Anyone want to recommend some resorts?

Thanks!


----------



## paul07ss (Dec 29, 2008)

I have been to Killington and Okemo and had a blast. Killington has a good nightlife too!


----------



## unhip_crayon (Oct 13, 2009)

Unfortunately I'm going with my family, so the nightlife doesn't really effect my decision. But Killington does look promising. 

THanks!


----------



## snoeboarder (Sep 19, 2008)

Stowe all the way, you won't regret it, good family atmosphere


----------



## shutupandride (Oct 6, 2009)

Sugarbush! The terrain is great. Decent park, great woods, the only drawback is no halfpipe! The people are chill, it's less a "resort" than Stowe, killington, or Okemo. But they still are a resort with all the amenities. 

Stowe is great! But they're for sale and the service reflects that as of late. Great terrain on all counts though. Definitely a "resort" 

Killington is HUGE but not necessarily as a mountain. It's sprawled out and it is difficult to navigate without following the fall line south and getting separated from everyone. The trek back to the main lodge is time consuming because it is a haul and it is CROWDED!

Okemo has great features, good park, two half pipes, but the terrain is a little flat. It is not very challenging at all.

Jay Peak. Not very "resort" like but great terrain, great woods, but, again, no halfpipe.

Smugglers Notch. Great terrain, great woods not a very good park at all and no h/p. It's a "resort" too but not like Killington.

Stratton. All "resort" no terrain, you need to take a class to get into the parks and pipe. It rides like my friends' back yard and the lift tickets are over $80! Avoid Stratton!

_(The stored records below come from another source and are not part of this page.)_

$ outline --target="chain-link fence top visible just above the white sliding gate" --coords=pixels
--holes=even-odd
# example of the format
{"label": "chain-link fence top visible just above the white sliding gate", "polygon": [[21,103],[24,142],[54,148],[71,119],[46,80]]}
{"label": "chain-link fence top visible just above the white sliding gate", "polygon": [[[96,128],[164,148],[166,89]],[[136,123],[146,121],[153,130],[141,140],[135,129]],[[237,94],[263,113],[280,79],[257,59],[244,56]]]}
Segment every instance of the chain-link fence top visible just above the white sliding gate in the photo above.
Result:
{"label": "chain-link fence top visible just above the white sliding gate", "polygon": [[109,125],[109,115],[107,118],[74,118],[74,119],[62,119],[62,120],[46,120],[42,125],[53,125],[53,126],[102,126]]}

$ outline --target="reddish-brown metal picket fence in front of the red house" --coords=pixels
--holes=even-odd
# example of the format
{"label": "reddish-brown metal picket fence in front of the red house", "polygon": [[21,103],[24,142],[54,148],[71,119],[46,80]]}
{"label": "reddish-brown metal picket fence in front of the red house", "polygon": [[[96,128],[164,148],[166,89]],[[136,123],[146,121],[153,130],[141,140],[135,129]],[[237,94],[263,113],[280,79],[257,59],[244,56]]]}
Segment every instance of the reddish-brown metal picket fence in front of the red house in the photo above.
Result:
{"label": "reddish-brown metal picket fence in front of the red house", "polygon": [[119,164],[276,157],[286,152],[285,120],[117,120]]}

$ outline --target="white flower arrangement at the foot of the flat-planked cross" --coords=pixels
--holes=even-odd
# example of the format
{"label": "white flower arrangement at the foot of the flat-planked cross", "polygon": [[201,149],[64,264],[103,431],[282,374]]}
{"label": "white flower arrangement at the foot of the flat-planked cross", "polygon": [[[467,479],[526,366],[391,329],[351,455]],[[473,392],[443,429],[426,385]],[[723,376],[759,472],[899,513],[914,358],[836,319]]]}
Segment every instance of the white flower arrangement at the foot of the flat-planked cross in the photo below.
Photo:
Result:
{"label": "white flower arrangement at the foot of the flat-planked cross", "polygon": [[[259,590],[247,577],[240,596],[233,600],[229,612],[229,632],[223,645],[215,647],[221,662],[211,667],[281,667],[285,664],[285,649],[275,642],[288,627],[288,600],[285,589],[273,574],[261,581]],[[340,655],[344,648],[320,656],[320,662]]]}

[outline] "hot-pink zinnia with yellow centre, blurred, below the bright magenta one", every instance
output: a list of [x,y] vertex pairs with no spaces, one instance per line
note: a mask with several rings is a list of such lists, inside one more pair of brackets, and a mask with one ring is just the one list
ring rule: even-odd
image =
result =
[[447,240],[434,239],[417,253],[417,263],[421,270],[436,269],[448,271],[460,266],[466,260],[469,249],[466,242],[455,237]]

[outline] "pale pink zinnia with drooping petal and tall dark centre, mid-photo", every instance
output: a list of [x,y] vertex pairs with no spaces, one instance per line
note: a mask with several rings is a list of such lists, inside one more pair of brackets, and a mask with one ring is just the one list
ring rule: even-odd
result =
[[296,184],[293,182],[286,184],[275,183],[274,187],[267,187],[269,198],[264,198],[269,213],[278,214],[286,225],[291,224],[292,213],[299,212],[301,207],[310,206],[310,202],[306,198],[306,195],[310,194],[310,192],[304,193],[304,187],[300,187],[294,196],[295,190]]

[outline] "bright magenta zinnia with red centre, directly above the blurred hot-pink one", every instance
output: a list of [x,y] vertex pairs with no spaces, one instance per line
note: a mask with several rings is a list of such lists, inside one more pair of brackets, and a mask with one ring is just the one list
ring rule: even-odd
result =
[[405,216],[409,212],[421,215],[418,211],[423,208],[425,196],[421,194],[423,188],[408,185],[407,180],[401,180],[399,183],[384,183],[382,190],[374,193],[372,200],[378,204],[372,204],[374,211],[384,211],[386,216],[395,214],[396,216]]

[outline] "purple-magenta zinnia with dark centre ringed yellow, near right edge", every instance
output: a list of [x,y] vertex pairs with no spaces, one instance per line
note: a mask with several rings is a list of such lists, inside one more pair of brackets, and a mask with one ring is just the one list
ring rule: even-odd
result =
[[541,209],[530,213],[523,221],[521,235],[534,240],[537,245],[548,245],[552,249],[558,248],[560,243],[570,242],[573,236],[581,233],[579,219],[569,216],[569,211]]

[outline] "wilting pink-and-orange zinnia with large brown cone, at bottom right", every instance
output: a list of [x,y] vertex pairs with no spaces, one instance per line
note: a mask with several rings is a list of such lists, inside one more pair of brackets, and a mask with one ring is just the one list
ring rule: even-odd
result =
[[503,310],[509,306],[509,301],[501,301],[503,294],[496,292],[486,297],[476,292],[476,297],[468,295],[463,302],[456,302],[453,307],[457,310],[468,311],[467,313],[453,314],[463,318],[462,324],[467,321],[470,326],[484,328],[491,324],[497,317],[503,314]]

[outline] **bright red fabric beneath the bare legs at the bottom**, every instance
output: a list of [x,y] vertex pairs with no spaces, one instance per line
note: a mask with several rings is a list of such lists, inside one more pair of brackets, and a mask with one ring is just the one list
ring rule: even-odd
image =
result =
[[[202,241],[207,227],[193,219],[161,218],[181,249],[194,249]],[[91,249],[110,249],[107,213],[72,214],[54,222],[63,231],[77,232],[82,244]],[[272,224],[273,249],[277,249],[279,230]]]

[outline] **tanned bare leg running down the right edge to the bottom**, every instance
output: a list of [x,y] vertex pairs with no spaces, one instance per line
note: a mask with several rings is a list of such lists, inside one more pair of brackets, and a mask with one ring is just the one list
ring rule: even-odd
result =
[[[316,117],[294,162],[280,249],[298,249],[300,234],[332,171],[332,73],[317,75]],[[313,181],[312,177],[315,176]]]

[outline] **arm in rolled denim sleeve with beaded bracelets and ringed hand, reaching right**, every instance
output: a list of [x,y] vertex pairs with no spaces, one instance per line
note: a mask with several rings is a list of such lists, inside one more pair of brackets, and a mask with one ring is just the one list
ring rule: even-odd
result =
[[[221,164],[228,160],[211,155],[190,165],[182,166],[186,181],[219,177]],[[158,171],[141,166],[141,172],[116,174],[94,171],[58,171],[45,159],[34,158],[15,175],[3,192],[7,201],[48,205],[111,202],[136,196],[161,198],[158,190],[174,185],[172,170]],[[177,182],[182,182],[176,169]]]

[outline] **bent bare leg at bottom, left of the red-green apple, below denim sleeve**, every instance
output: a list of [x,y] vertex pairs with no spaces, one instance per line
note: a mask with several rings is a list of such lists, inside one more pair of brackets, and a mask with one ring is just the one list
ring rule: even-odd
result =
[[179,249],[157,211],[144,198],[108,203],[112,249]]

This all MY OPINION! So forget the flame wars! Please offer your opinions without attacking mine!

Thanks.

Now SU&R


----------



## Prophecies (Oct 1, 2009)

If you are planning to go to Quebec, I have quite a few other resorts to suggest. First of all are 3 resorts in the Quebec City Region. Mont-Ste-Anne, Stoneham, and Massif. All three of these by far the most impressive mountains/resorts I have ever been to. They are all near my hometown so I go multiple times per year. Tremblant is a great resort as well. Like I said, Mont-Ste-Anne, Stoneham, and Massif are all in the same area. Within 30 mins of each other. Each has it's own charm. My all-time favorite is the Massif. It's right along the St-Lawrence River, so you have a SPECTACULAR view, and the mountain is absolutely huge(or should I say Hill, it's not actually a mountain, it's a huge, and I mean a MASSIVE hill along the St-Lawrence River cliffline). If you are an easy going rider, who likes to take his time going down, each run can take about 15 mins depending on your speed. 

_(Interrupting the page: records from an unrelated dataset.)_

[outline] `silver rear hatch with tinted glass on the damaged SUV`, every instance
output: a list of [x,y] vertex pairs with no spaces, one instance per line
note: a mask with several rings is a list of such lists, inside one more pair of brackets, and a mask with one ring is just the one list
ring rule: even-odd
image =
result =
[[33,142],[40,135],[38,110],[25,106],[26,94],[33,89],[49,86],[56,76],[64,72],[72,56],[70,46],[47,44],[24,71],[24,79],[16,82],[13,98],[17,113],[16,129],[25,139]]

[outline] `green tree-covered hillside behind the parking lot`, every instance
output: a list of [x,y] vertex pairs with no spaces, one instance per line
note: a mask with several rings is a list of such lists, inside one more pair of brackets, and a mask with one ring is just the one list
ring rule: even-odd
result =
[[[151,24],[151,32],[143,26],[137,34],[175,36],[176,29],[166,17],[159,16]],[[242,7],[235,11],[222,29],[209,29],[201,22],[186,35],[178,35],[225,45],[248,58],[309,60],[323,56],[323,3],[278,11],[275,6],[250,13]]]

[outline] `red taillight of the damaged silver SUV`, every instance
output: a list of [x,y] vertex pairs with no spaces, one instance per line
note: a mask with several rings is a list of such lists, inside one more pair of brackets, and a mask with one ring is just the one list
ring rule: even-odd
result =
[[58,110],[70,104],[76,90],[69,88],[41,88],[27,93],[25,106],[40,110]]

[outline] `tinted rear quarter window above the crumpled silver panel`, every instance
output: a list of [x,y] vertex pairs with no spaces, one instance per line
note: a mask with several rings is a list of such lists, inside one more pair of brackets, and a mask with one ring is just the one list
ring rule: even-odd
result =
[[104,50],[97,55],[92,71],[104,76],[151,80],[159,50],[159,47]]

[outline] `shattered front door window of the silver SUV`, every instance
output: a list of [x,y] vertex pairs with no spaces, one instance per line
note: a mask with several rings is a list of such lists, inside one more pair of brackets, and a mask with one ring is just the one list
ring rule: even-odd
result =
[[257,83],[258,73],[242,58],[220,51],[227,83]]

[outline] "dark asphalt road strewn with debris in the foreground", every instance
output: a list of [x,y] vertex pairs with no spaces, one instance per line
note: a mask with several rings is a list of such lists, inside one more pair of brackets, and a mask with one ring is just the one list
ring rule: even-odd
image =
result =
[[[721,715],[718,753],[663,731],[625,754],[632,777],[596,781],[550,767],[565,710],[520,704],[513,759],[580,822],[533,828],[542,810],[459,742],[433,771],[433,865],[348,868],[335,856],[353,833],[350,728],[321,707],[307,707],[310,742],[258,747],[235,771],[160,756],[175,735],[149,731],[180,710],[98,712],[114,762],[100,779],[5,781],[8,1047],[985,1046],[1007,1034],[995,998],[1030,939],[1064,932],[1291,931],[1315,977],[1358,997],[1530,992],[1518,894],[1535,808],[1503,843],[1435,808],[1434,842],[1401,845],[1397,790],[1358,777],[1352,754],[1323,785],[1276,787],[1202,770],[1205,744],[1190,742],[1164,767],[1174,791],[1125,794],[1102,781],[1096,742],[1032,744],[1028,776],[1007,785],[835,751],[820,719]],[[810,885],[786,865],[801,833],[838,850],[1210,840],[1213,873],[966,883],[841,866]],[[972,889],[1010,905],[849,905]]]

Here's the website, check out the pics: Skiez dans Charlevoix, Québec – Le Massif


----------



## AngryHugo (Oct 8, 2009)

x2 on Sugarbush. Nice mountain, good snow, and smaller crowds (everyone seems to stop at Killington). People are there to ski/board only, so it's a much different vibe than the resorts closer to NYC.


----------



## m_jel (Apr 21, 2009)

+3 for sugarbush. I used to go there every march break with my family and some other people from up at my cottage. It's a good time for sure


----------



## unhip_crayon (Oct 13, 2009)

I guess the next question would be....is it worth the 8 hour drive, as I live in southern Ontario. (1 hr south of toronto)

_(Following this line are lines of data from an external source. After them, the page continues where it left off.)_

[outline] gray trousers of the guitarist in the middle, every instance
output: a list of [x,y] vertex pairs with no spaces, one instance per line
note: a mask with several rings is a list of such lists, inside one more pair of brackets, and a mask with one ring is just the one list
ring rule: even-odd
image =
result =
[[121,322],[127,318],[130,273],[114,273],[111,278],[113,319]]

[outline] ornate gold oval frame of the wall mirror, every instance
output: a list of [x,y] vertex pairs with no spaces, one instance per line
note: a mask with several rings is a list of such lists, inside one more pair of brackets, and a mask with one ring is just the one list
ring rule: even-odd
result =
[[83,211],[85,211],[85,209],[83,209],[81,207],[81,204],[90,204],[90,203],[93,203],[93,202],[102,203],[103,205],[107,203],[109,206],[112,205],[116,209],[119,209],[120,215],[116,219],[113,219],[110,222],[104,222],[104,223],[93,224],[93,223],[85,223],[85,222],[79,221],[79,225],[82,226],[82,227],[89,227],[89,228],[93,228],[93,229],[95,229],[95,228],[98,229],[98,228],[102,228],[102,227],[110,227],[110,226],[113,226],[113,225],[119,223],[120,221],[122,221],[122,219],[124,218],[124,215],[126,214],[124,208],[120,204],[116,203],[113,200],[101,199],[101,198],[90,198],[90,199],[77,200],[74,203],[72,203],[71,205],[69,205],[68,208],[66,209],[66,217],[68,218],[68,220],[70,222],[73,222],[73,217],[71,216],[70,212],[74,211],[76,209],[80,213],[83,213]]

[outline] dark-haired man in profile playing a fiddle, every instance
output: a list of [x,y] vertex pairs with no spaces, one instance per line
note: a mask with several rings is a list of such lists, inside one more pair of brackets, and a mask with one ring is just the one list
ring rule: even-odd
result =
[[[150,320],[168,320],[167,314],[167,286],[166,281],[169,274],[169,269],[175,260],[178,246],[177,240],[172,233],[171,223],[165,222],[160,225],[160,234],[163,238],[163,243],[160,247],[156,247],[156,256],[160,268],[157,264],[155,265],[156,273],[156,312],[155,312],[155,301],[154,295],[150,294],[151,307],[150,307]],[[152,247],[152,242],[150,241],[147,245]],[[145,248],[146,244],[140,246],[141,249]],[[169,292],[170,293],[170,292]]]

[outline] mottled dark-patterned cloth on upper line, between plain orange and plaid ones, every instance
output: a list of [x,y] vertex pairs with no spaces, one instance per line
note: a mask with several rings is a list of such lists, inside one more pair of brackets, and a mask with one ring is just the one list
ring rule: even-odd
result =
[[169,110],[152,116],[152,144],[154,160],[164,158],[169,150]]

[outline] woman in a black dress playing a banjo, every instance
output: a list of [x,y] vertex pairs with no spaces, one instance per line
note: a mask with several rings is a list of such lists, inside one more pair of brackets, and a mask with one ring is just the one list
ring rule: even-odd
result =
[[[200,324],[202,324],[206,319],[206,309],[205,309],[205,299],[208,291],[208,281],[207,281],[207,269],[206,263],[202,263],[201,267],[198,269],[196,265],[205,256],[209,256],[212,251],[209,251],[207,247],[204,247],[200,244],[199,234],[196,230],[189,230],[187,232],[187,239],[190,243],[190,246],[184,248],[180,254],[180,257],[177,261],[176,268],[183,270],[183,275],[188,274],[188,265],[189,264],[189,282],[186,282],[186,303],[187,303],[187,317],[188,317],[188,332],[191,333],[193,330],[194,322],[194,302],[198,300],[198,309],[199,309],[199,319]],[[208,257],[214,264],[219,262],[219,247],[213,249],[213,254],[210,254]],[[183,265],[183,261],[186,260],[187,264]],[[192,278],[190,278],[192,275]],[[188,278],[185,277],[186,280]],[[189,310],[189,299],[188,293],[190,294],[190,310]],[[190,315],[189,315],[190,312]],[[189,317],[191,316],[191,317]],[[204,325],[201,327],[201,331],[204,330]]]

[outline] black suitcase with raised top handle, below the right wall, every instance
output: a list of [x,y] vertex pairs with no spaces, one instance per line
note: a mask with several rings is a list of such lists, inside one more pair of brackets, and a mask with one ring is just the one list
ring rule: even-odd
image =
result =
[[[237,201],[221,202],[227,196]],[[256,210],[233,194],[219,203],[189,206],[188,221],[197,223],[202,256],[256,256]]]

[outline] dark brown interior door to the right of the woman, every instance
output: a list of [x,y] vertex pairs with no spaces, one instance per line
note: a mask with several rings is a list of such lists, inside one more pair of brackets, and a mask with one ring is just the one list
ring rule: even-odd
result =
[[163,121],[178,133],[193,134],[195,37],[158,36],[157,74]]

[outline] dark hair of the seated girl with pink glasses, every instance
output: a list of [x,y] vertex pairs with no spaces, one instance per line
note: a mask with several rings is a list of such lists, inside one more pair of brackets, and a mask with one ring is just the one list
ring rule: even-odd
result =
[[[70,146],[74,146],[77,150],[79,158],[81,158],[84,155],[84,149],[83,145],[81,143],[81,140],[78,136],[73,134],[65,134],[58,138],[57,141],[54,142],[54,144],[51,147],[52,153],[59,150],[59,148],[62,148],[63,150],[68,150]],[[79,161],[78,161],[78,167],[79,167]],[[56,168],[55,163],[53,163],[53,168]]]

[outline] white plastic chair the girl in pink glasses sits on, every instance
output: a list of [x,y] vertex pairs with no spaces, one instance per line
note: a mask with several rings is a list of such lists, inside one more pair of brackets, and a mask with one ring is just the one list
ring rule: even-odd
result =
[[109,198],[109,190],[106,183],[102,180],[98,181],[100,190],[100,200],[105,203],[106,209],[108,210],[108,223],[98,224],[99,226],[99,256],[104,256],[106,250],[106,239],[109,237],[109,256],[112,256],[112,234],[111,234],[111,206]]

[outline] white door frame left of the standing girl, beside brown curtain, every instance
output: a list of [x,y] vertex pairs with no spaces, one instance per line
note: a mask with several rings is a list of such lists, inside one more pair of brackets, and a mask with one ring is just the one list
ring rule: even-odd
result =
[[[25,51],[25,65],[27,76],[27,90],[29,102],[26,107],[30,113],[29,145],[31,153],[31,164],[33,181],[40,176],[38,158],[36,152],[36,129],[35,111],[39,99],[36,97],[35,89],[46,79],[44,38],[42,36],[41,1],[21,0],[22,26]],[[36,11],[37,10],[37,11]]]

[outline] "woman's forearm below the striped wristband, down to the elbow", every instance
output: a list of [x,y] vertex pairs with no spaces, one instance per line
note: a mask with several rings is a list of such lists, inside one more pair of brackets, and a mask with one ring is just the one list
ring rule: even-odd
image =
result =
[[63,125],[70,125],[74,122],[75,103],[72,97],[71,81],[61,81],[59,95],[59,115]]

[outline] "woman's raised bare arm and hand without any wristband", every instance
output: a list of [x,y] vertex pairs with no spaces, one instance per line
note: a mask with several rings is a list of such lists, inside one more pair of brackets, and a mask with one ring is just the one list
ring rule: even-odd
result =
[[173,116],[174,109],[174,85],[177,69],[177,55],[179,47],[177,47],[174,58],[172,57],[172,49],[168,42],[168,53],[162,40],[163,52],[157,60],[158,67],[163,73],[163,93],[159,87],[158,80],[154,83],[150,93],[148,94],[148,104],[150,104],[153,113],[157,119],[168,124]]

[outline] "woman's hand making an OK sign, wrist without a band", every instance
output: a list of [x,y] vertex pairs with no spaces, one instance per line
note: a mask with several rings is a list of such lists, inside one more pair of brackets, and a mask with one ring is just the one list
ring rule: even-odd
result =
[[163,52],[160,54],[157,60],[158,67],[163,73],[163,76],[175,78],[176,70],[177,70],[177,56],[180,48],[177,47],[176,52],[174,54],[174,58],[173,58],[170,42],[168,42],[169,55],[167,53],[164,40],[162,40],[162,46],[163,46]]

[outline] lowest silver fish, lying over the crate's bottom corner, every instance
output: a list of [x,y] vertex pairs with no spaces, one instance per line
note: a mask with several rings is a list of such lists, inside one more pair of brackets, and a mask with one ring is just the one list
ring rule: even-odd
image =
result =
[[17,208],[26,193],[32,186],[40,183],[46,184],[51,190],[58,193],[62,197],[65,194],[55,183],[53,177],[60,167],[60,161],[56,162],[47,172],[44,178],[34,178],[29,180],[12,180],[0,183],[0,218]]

Blue mountain in collingwood Ontario, for example, is awesome! But I wouldnt drive 8 hours to ride there.

Also, We plan on staying for approx 4 days. So a big mountain would be nice.

Thanks!

PS: Love this site and the people in here. +rep!


----------



## shutupandride (Oct 6, 2009)

Check out the web sites of the mountains that interest you. Look at the trail maps and figure out what terrain you want to ride most. If your going for a few days at a time you have plenty of time to explore. Also, you could mix it up a bit. For example, Sugarbush is an hour from Stowe and an hour from Killington. A day at each location would be a lot of fun. Also, Stowe, Smuggs and Jay are pretty close to each other so that is a possibility too.


----------



## chupacabraman (Jul 30, 2009)

I agree with Prophecies.
I haven't been to the US east coast, but Tremblant isn't even the best mountain in Quebec so I fail to see how it could be included on a list of the best ice coast mountains.... well unless you are actually looking for ice and big crowds.
Massif - best mountain in Quebec hands down.
Mont Sainte-Anne is pretty good too. Stoneham has a sick park. Valinouet is small, mellow, and unheard of, way up north, but gets more snow than anywhere in eastern Canada (600cm+ all time average... 600-900 in recent years)


----------